International ratings agency Moody's Investors Service has changed its outlook for the New Zealand banking system to negative from stable.
Moody's said the outlook reflects its view that disruption from the coronavirus outbreak will weaken New Zealand’s economic growth in 2020, which will lead to increases in problem loans, weighing on banks’ profitability and capitalisation.
"Moreover, a sharp drop in interest rates since the onset of the outbreak will weigh on banks’ net interest margins (NIMs), which already have been under pressure due to intense competition in the mortgage market. Banks are also exposed to ongoing volatility in wholesale funding markets.
"These challenges outweigh currently strong capital and asset quality, as well as major stimulus measures by the New Zealand government and monetary policy easing by the Reserve Bank of New Zealand (RBNZ), Moody's said in a new report.
"Asset quality will weaken. Coronavirus-related economic disruptions will lead to increases in problem loans.

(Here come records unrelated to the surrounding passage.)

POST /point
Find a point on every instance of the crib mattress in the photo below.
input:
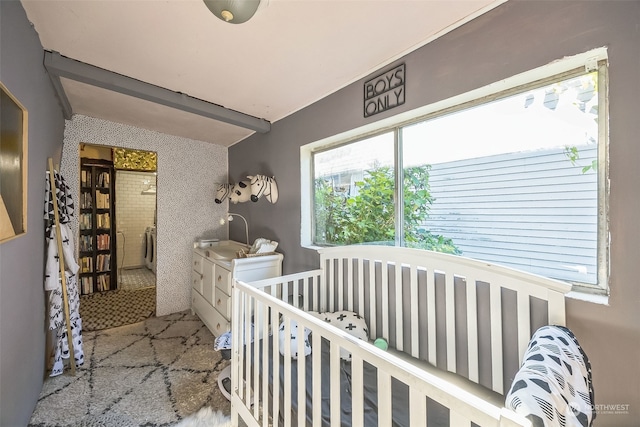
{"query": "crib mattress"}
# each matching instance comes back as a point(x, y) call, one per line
point(437, 415)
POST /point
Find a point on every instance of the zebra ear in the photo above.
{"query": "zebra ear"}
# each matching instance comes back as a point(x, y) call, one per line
point(222, 192)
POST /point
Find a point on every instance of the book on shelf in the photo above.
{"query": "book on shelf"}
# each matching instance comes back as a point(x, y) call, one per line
point(103, 282)
point(103, 220)
point(85, 221)
point(86, 265)
point(85, 178)
point(86, 201)
point(102, 262)
point(103, 242)
point(86, 243)
point(102, 200)
point(104, 179)
point(86, 284)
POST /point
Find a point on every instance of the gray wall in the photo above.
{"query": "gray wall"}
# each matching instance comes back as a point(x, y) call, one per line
point(22, 313)
point(515, 37)
point(185, 191)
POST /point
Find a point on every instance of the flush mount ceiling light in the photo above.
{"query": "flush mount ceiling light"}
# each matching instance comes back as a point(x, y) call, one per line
point(233, 11)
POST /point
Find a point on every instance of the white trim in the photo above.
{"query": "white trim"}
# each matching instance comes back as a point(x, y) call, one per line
point(559, 66)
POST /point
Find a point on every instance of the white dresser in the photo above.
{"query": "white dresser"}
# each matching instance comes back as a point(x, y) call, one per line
point(211, 280)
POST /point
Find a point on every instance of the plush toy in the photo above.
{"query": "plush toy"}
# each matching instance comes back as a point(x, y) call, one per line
point(222, 192)
point(262, 185)
point(350, 322)
point(241, 192)
point(295, 336)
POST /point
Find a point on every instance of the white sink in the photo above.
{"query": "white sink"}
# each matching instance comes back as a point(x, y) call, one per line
point(225, 250)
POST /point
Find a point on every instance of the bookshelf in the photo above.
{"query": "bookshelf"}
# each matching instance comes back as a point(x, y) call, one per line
point(96, 248)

"While the performance of housing and dairy loans, the two largest segments of New Zealand banks’ loan portfolios, remains strong, high indebtedness makes borrowers vulnerable to an economic downturn.

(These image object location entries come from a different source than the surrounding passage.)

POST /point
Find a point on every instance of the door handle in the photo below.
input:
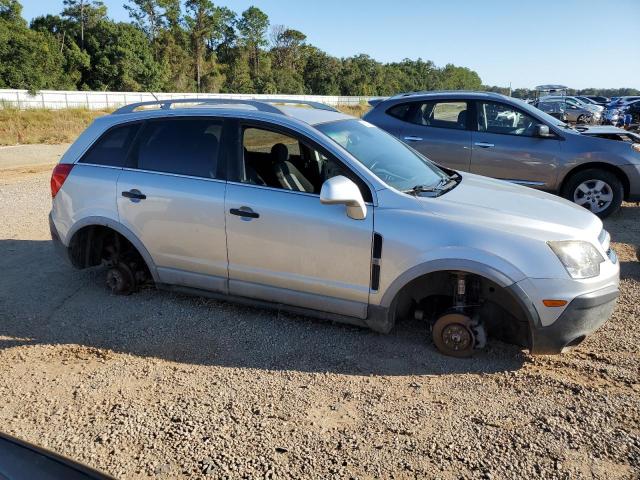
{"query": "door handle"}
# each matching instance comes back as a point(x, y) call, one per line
point(244, 212)
point(134, 195)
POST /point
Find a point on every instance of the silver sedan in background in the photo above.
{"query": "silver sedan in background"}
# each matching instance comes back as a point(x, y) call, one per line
point(505, 138)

"In particular, a rise in unemployment will hurt the quality of housing loans, which, at about 58%, make up the largest part of banks’ loan portfolios. Government support measures and time-limited financial assistance packages by banks will limit deterioration of asset quality in the short term."
Moody's said bank profit pressure will intensify.
"Increases in loan losses and continued pressure on margins from low interest rates will hurt banks’ profitability. New lending volumes will also decline as economic disruptions from the coronavirus outbreak persist. Banks can cut costs by reducing non-essential investment, but this is unlikely to fully offset the impact of revenue declines."
Moody's noted that New Zealand banks’ strong capitalisation will continue to provide solid buffers against loan losses while restrictions on dividends will provide some offset to these challenges.
Moody's also said funding and liquidity would hold steady.
"New Zealand banks have been lengthening the term structure of their market funding for a number of years, and this will greatly offset the risk of New Zealand banks’ relatively heavy dependence on wholesale funding, especially from offshore markets. Slower credit growth will also reduce banks’ wholesale funding needs."
Key points from the report included:
» Operating environment is deteriorating.
» Asset quality will weaken.
» Pressure on capital will grow but banks will maintain solid buffers to absorb losses.
» Profit pressure will intensify.
» Funding and liquidity will hold steady.
» Government support assumptions remain unchanged.